Meditation’s what you need
In a world of disorder, pressure and stress, it is surprising to know that a simple solution to escape from all of it lies within our hands, and is absolutely free. What would you give for a completely gratis opiate that will elevate your mood, calm those irritating voices in your head, and heal you?
Behold the simple wonders of meditation.
It has been found that meditation takes the brain into a theta wave state, which is the state it needs to be in to repair and rejuvenate. This acts like a system reboot, allowing the brain to function in a ‘super learning’, creative state, and remain fully relaxed, without being completely asleep.
A recent investigation of the impact of meditation on the brain, found increased grey matter density in the hippocampus, known to be important for learning and memory, and in structures associated with self awareness, compassion, empathy and introspection. Furthermore, the reductions in stress reported by the participants were also correlated with decreased grey matter density in the amygdala, a structure known to play an important role in anxiety and stress, none of which were seen in the non meditators.

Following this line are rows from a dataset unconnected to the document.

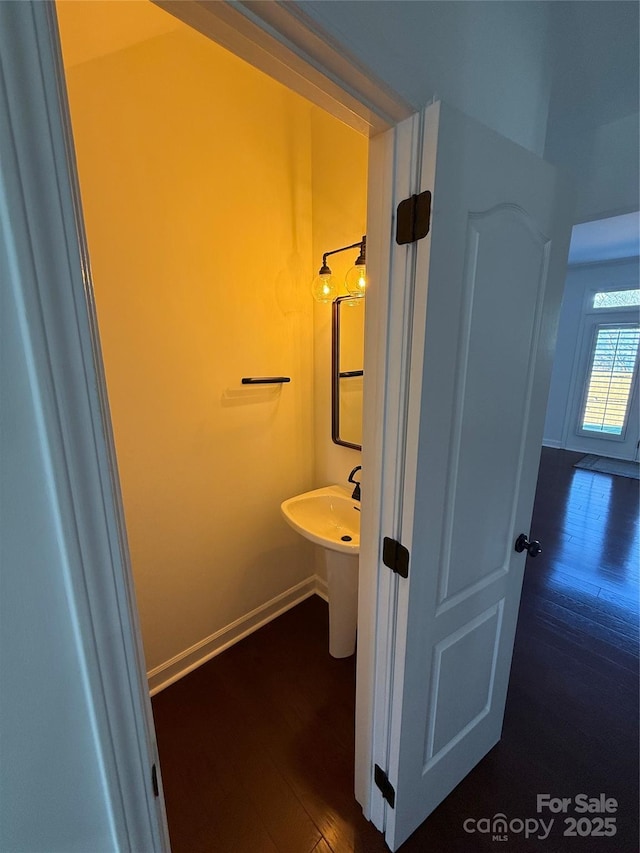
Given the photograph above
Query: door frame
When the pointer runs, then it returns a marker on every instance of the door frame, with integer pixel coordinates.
(59, 310)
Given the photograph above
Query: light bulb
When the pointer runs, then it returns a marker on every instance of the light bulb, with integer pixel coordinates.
(356, 280)
(324, 288)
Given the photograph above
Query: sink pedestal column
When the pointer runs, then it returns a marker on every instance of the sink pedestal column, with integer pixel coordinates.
(342, 582)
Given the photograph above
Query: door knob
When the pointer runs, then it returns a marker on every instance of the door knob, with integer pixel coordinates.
(523, 544)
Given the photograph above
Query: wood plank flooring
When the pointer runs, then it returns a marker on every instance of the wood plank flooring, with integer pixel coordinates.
(256, 746)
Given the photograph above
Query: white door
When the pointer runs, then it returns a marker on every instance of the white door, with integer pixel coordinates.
(480, 324)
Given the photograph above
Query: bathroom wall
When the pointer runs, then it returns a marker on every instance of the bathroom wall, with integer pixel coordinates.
(339, 201)
(195, 173)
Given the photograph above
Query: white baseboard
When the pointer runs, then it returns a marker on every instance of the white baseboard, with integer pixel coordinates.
(172, 670)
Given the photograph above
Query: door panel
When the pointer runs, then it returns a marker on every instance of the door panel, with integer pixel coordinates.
(486, 294)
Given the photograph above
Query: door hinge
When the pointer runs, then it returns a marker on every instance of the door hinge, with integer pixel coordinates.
(395, 556)
(386, 788)
(413, 218)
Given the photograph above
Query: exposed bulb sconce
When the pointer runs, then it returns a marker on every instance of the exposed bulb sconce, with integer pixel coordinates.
(324, 287)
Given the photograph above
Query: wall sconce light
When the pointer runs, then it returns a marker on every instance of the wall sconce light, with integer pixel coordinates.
(324, 287)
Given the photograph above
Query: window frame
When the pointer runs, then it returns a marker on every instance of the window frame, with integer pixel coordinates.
(594, 331)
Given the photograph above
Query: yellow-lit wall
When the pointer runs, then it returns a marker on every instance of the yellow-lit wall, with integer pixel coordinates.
(197, 184)
(339, 205)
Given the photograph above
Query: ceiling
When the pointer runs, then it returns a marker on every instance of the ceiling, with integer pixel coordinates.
(605, 239)
(593, 59)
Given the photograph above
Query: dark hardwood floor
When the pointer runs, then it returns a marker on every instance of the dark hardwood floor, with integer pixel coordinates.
(256, 746)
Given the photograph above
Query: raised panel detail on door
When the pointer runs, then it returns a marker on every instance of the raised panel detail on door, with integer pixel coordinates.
(452, 714)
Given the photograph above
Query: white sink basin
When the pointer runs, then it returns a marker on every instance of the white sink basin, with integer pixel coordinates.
(328, 517)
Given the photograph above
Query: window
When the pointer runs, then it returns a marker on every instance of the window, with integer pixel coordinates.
(616, 299)
(610, 379)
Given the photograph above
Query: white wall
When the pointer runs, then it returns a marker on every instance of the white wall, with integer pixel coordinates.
(51, 794)
(558, 432)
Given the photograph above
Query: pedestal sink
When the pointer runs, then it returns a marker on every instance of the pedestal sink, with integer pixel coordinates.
(331, 518)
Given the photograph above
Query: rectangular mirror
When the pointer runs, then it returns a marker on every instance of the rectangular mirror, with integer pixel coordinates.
(347, 373)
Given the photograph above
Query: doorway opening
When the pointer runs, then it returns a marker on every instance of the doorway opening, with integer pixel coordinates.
(210, 193)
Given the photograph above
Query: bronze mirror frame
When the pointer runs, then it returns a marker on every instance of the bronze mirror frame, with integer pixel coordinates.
(336, 375)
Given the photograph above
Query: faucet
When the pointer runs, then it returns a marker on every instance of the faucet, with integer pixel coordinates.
(356, 492)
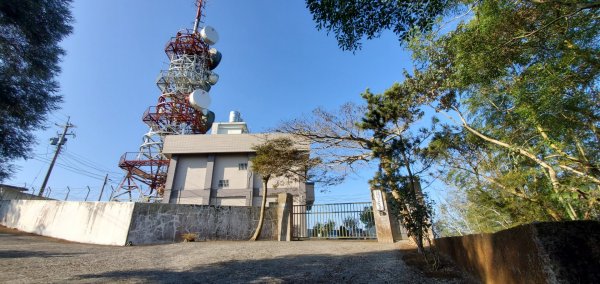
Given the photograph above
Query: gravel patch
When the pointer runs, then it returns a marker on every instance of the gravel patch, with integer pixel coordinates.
(28, 258)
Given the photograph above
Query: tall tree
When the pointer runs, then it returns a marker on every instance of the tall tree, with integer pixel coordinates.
(518, 84)
(352, 20)
(279, 158)
(30, 33)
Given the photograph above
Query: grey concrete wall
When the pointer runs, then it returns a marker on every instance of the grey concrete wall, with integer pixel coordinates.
(551, 252)
(105, 223)
(11, 194)
(154, 223)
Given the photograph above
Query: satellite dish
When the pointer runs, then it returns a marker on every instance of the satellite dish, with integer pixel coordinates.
(210, 118)
(213, 78)
(209, 35)
(200, 99)
(215, 58)
(205, 86)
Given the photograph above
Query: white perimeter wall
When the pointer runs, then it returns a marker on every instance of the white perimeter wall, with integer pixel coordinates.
(105, 223)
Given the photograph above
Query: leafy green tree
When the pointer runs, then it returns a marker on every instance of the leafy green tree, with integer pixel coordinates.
(279, 158)
(521, 78)
(517, 84)
(30, 33)
(352, 20)
(392, 117)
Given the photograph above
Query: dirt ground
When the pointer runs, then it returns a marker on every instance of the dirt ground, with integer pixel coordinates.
(26, 258)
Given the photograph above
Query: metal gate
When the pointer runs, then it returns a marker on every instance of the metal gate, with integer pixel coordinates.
(334, 221)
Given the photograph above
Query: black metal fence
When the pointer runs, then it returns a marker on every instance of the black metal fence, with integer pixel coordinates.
(334, 221)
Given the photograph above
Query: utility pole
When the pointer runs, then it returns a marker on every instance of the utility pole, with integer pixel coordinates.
(60, 142)
(103, 185)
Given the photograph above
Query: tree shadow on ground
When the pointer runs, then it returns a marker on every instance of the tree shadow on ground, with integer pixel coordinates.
(371, 267)
(445, 270)
(25, 254)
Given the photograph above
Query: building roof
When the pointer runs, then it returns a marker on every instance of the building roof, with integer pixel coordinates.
(222, 143)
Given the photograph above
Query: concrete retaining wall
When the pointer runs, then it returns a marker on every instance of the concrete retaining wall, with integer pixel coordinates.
(117, 223)
(565, 252)
(11, 194)
(154, 223)
(105, 223)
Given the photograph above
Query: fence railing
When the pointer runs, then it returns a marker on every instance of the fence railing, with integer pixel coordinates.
(334, 221)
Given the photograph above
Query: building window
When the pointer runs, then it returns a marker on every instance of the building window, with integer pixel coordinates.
(223, 183)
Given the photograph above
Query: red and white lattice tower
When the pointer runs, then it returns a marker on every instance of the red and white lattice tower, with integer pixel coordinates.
(182, 108)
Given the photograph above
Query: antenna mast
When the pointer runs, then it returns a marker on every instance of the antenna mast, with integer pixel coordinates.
(200, 4)
(181, 109)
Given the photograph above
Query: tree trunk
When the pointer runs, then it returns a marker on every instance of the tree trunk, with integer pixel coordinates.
(261, 217)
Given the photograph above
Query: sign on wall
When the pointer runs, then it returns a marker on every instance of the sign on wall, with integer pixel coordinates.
(378, 195)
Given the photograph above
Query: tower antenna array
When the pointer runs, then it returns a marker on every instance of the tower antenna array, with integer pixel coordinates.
(181, 109)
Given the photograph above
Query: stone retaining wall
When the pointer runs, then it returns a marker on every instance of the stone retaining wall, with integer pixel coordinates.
(154, 223)
(118, 223)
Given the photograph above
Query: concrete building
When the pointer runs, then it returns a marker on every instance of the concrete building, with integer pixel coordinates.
(215, 169)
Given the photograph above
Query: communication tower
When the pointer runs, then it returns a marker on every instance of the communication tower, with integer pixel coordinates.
(182, 108)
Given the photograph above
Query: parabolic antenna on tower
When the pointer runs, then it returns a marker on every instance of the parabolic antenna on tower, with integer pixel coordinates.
(200, 99)
(209, 35)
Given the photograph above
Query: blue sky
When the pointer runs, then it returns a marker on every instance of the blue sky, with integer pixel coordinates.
(276, 66)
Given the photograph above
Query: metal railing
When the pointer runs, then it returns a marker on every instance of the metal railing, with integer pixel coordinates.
(334, 221)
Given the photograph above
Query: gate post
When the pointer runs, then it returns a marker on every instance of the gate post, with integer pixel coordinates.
(284, 217)
(385, 224)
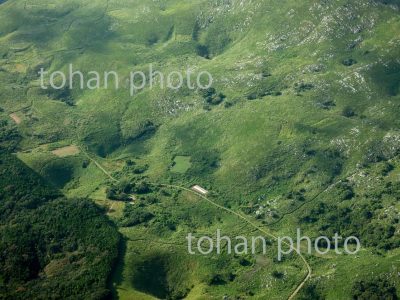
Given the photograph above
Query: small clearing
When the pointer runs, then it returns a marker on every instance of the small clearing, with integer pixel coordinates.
(181, 164)
(66, 151)
(15, 118)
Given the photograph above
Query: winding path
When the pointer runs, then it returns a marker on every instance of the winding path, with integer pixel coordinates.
(254, 225)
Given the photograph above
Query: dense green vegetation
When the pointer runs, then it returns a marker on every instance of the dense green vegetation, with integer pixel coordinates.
(51, 247)
(299, 129)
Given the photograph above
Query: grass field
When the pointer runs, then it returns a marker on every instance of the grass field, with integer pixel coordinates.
(302, 130)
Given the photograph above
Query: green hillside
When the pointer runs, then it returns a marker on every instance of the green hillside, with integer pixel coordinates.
(300, 129)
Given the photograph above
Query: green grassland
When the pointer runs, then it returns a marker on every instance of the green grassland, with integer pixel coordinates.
(307, 130)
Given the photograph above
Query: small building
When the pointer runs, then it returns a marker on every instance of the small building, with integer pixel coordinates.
(199, 190)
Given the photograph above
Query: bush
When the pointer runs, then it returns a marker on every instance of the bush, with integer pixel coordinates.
(348, 112)
(375, 289)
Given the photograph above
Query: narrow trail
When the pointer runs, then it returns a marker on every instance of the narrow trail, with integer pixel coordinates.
(254, 225)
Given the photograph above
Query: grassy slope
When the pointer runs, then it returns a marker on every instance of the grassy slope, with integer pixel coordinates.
(263, 145)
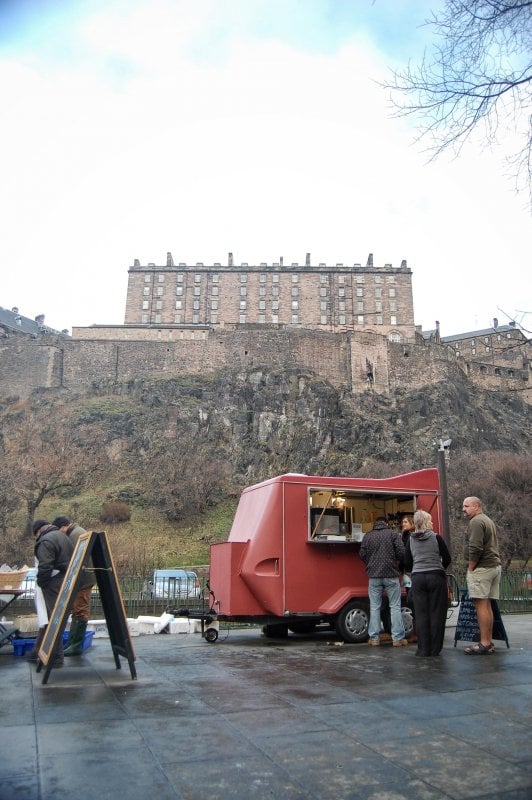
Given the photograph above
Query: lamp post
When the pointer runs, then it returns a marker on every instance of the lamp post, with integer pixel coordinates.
(443, 458)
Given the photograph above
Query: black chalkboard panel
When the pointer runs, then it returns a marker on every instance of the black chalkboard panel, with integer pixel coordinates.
(467, 626)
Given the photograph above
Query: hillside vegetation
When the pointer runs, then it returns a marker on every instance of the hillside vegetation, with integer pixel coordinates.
(178, 452)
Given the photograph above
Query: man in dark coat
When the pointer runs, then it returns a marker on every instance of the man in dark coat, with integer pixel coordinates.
(81, 605)
(53, 551)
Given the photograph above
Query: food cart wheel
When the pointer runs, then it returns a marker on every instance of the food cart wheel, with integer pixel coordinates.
(211, 635)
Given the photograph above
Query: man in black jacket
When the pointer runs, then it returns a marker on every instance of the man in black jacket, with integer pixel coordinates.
(53, 551)
(81, 604)
(382, 552)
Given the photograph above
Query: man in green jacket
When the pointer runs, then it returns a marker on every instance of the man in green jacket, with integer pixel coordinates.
(481, 552)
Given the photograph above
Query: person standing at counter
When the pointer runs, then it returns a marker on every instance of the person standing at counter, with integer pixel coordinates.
(427, 558)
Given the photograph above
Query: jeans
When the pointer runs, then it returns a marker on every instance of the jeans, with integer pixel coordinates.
(393, 590)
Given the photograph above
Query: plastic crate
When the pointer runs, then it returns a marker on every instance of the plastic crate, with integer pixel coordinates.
(23, 646)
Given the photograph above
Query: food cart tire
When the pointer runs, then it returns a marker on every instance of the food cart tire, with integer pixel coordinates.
(352, 622)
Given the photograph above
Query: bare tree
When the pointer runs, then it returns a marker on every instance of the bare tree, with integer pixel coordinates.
(45, 453)
(479, 71)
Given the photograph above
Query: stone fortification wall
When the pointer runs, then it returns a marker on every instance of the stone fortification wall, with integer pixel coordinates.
(26, 365)
(349, 361)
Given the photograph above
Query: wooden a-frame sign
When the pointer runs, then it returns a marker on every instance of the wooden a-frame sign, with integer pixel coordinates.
(90, 547)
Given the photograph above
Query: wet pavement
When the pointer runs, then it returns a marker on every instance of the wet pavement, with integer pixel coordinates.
(250, 717)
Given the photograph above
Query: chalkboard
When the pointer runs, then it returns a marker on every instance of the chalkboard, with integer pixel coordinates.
(467, 625)
(90, 546)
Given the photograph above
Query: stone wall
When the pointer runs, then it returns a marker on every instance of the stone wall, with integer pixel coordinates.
(350, 362)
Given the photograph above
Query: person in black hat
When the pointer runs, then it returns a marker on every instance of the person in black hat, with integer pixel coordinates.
(81, 604)
(53, 551)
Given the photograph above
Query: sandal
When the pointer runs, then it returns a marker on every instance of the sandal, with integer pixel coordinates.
(479, 650)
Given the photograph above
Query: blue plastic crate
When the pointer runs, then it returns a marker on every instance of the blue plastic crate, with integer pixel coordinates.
(23, 646)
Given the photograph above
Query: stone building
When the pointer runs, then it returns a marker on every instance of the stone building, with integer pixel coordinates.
(314, 297)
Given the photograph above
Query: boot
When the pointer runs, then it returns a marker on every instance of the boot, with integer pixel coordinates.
(33, 655)
(74, 646)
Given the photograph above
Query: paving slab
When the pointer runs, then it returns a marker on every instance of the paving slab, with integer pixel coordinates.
(305, 718)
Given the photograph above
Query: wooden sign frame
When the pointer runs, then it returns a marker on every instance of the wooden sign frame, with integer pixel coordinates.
(91, 546)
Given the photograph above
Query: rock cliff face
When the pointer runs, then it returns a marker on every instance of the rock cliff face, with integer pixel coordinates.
(266, 422)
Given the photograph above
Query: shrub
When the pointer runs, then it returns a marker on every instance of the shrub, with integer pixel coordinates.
(115, 512)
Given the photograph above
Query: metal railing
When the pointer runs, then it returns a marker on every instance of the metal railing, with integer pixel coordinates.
(515, 596)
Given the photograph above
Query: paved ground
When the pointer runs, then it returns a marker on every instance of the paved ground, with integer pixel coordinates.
(249, 718)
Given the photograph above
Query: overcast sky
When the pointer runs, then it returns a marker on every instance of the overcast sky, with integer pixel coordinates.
(131, 128)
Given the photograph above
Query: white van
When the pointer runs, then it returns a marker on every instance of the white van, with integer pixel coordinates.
(173, 584)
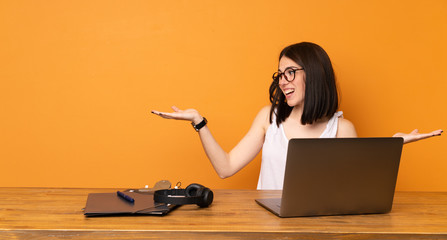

Whereas most of us would not wish to be like the Tibetan Monks that raise their body temperature by meditating, it would be useful to apply at least some of the principles of meditation to everyday life, without having to rush off to a quiet room for 15 minutes of deep breathing. The most immediate way is to apply the principles of meditation to beat procrastination.
The art of focus
In meditation, the focus is on an object, an image, or your breathing. In the office, however, the focus is on getting things done. At the start of the day, pick one task from your list and decide to start a little part of it. There is no need to think of completing all of it – just the first part. Procrastination kicks in when you contemplate the mountain before you and put it off – beat procrastination by committing to simply starting the first little part of the task
The art of silence
Even if you are using a guided meditation app, or music when meditating, you will need to be in silent surroundings to fully concentrate. The office environment is no different. Despite the fact that you may not be able to do much with chatty colleagues or noisy machinery, you can silence your environment by shutting down all distractions – social networking sites, email, websites – whatever application is open that is not directly related to the task at hand must be shut down. The brain encourages you to look for an escape route – do not entertain it!
The art of repetition
True meditation is not a one-time event; the first few sessions are always going to be a challenge as you encourage your mind to try something new. Your break away from procrastination is no different. Make it a daily practice; use trial and error; compare notes with colleagues – whatever it takes to move a little closer to perfection. Reward yourself when you have completed a task and have patience if being productive is not an instant achievement. Just remember, you can always take a few deep breaths and try again.
Want to learn a few basics of how to meditate? Read on ……
The aim of meditation is to calm the mind and encourage a feeling of inner peace. This can be accomplished by practising a simple breathing meditation.
1. Choose a quiet place to meditate and sit in a comfortable position. You can sit cross legged, or on a chair. It is important to keep the back straight to prevent feeling sleepy.
2. Sit with your eyes partially closed, or completely closed if you wish, and turn your attention to your breathing. Begin by taking a few deep breaths, breathing through your nose. Feel your body beginning to relax, making a conscious effort to relax each of your muscles.
3. Once in a relaxed state, breathe naturally, without attempting to control the breath, and become aware of the sensation of breathing. Breathe in and feel the air entering your nostrils, filling your lungs, and then exhale through your nose, feel the air leave your body, clearing your mind.
4. At first, your thoughts may be quite scattered, and your mind busy – this simple meditation technique will make you aware of how busy your mind really is. You will be tempted to follow your thoughts and allow your mind to wander. Try and resist this by simply acknowledging your thoughts as they arise, and allow them to float on by. Whenever a thought arises, bring your attention back to the inhale and exhale of your breath. Keep repeating this until you are completely focused on the breath.
Keep practicing this for as long as you need to, and remember to be patient with yourself. The first few practices may prove difficult as you focus on your breath, training your mind to slow down. Consistent practice, even as little as ten minutes a day, will encourage your mind to focus on just the breath, leaving you with a feeling of inner peace.